Kudos to devs. Nicely done!
Alternatives written is scripting language like ruby, python, etc. require runtimes and libraries, and it can get quite complicated to deploy them (especially if the env. has lots of different OS versions, etc.), keep track of all dependencies, deal with conflicts with other apps that may require a different version of the runtimes & libraries. As such for operational reasons it's very appealing to have a distributable binary that works without having to worry about what prerequisites are and whether it would impact anything else on the server.
shh can be extended with custom pollers written in Go, but focuses on collecting system-level metrics. log-shuttle is a general-purpose tool for shipping logs over HTTP. l2met receives logs over HTTP and can be extended with custom outlets written in Go, but requires log statements in a specific format ("measure.db.latency=20" or "measure=db.latency val=20").
It's great to see so many new tools in this space. Previously I had a bunch of one-off "carbonize" scripts running out of cron, each collecting a specific kind of metric and sending it to Graphite or statsd. This worked OK but required quite a bit of code to get things done. Heka's plugin system looks like a nice way to structure things.
I'm curious if Mozilla is using these two tools in combination internally, and what that architecture looks like.
But as Hekad has plugins for all of the above (except Go - but I'm sure it's possible): http://heka-docs.readthedocs.org/en/latest/architecture/inde...
Well I guess we'll now be evaluating whether Hekad looks like it might be a more promising fit.
I particularly like the bullet points on aggregation counters, filters and transformations. We'll have to see how they work in practise though. The docs are very pretty, but as is usual with early releases it seems a little difficult to picture the whole and how it will actually work in practise from the soup of detail that Sphinx spits out.
If you're not familiar with collectd's capbilities, you can get a quick overview of the official plugins at http://git.verplant.org/?p=collectd.git;a=blob;hb=master;f=R...
And a whole host of other proprietary transports. So its cool and looks awesome, but what does it give me that the entirety of other monitoring protocols doesn't
There's a bunch of things going on on your boxes (logs, jmx, syslog, etc), and you want to get them out in a useful unified format. You have to do some ugly things (e.g. parse rails logs for latencies), and then emit the data, preferably in some structured format that knows that render=17ms is a duration so that you can graph it.
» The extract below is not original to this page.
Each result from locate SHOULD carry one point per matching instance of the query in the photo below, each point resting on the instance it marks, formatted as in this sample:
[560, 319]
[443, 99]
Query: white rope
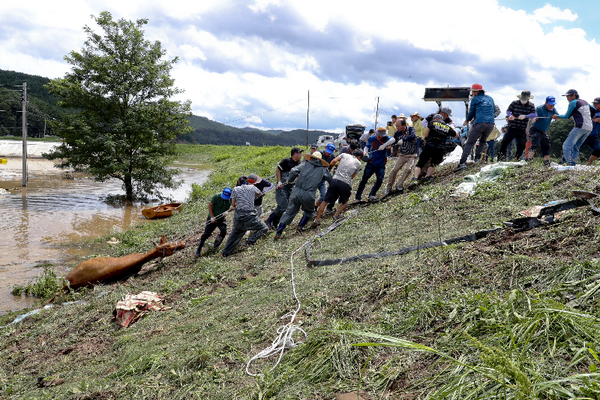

They chose their own transport to speak between heka nodes, because it maps perfectly to their internal representation, but it looks like they are willing to speak any of those protocols you mentioned to the outside world. It's useful to do a limited amount of munging inside the hekasystem before sending the data to logstash, graphite, etc, so it looks like they spent quite a bit of time building a framework for that initial work, so you can move it as close to the edges as you'd like.
To me, the transport and/or protocol isn't interesting, it's that you have a flexible, lightweight agent that's also capable of doing pre-processing and rollups.
This comes from a couple things.
Go compiles to a single static library so you don't have to worry about having dozens of "the right" library installed on your machine. Grab the heka binary and run with it.
This greatly eases our operations work as we have fewer dependency conflicts to deal with when we push things to production.
You just copy them to some directory, run them and they work.
And some of them even support building native binaries (e.g Java through gcc).
Go compiles to native code. Not only do you not need a preinstalled Go runtime on a target system, but there's very little advantage to even having one. The normal way of installing a Golang program is simply to copy the binary and run it. That's powerfully simpler than most other modern programming languages, with the obvious exception(s) of C/C++/ObjC.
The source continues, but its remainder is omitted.